First, there was laughter—of different kinds. Dominant, at least to my ears, was what I would dub the ‘covert laughter’ of people finding they could again laugh publicly at things that they had been trained not to find funny: the symptoms of mental and physical disability and their social effects. If Von Trier had made a comedy about someone who was handicapped, he would not have found as receptive a public as those that watched the slapstick farces of our black-and-white past. Most of us have learnt to feel that such mockery is distasteful and wrong, just as we have learnt (over the ages) not to consume other human beings, challenge opponents to duels, and so on. But if you present ‘normal’ people playing mental and physical disabilities, you provide an excuse for indulging in some cultured, covertly cruel laughter. Watching some of these people watch The Idiots, I was struck by the thought that the title of Von Trier’s film might allude not to the actors but to members of the audience.
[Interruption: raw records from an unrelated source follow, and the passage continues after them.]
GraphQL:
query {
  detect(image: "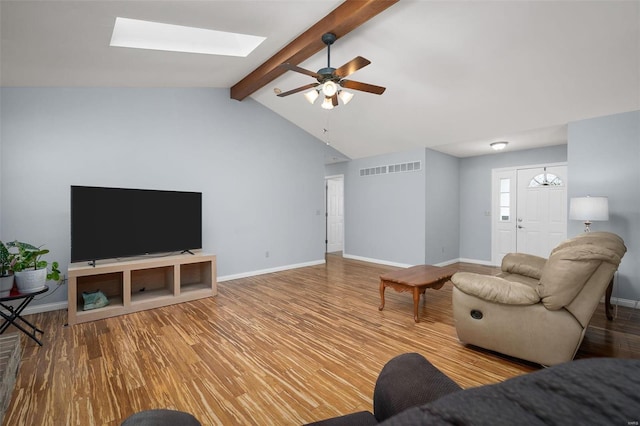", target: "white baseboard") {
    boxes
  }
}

[218,259,326,282]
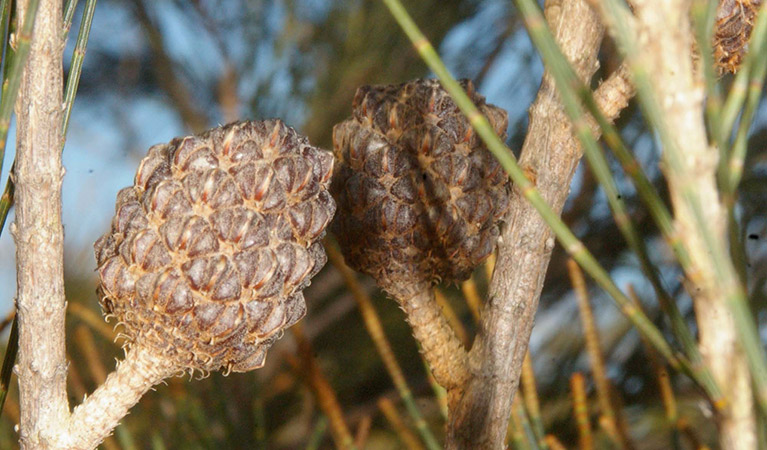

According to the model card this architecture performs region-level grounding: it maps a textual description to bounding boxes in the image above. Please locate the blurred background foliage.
[0,0,767,449]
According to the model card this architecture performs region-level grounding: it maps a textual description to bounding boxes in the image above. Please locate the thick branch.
[635,0,756,450]
[12,0,69,449]
[448,1,633,449]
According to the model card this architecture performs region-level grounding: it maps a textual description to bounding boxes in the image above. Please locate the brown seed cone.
[713,0,763,73]
[95,120,335,372]
[332,80,510,298]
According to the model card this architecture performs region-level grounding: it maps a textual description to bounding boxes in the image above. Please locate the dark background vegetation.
[0,0,767,449]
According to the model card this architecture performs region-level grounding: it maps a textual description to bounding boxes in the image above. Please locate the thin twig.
[570,373,594,450]
[378,397,423,450]
[290,324,356,450]
[61,0,96,139]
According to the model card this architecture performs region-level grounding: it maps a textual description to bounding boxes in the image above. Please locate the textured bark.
[12,0,69,449]
[635,0,756,450]
[447,0,633,449]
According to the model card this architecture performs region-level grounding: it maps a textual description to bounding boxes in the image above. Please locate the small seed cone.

For such a gambit is not new to Von Trier’s art, as we shall see.

This particular sort of laughter was not always unconscious, though it was never addressed by reviewers. Instead, what reviewers and filmgoers discussed was the way in which The Idiots satirizes ‘political correctness’, connecting it to Denmark’s supposedly ‘communal ethos’. In fact, Roberts’s remark that ‘Von Trier himself grew up in a commune’ attributes greater visibility and coherence to Danish communes than is justified by facts. These are not Israeli Kibbutzim. It might even be argued that Danish communes have been less vehicles of community and social democracy than of bourgeois hegemony in a small, homogeneous nation which could easily transform its ‘native’ proletariat into a kind of quasi-bourgeoisie. Certainly, it is striking how harshly the only substantial ‘replacement proletariat’ in Denmark today—coloured immigrants—are actually treated by the state and by communes alike. Whatever its international noises about human rights, Denmark has some of the most draconian laws in Europe dealing with immigrants and refugees. Thus the tendency to see—and celebrate—The Idiots as an attack on ‘political correctness’ evokes another kind of complicit laughter. It is easier to mock this correctness in an exaggerated, enacted situation than to do so openly in real life. But one should realize what such elbowing and nudging implies. Assaults on ‘political correctness’ in the United States have all too often been attacks on anyone who finds racist, sexist or homophobic language offensive. Reactions in Denmark have been even more retrograde. Here ‘political correctness’ has been dismissed as an American fad, without the slightest sense of any potential for linguistic contention in the Danish language. Inuit are still called ‘Eskimo’ at leading academic conferences, and a court has reportedly ruled that the Danish equivalent of ‘nigger’ (pronounced similarly) can be used in public discourse as it does not have any negative connotations. No educated Dane would bat an eyelid at descriptions of members of a women’s handball team as girls, though male teams naturally consist of men.

The Idiots offers, however, a clue to a deeper strand in Von Trier’s cinema. In the series/film that made his name, the first four episodes of Riget (The Kingdom), one can see a device developing that he has since put to work in a range of different settings—the now widespread postmodern ploy of aporia, or ‘unresolved doubt’. The mysterious happenings and voices in the hospital of The Kingdom have both material and spiritual ‘explanations’, objective or subjective origins, between which the film leaves interpretation calculatedly suspended. This is the same manoeuvre we find in the drowning-that-is-a-miracle towards the end of Salman Rushdie’s Satanic Verses, in Raju’s sensation of rain in R. K. Narayan’s Guide, in the narrative of Kieslowski’s Double Vie de Veronique and Three Colours: Red, and incidents in a host of other books and films. Between mystical and mundane readings, the issue is deliberately left unresolved.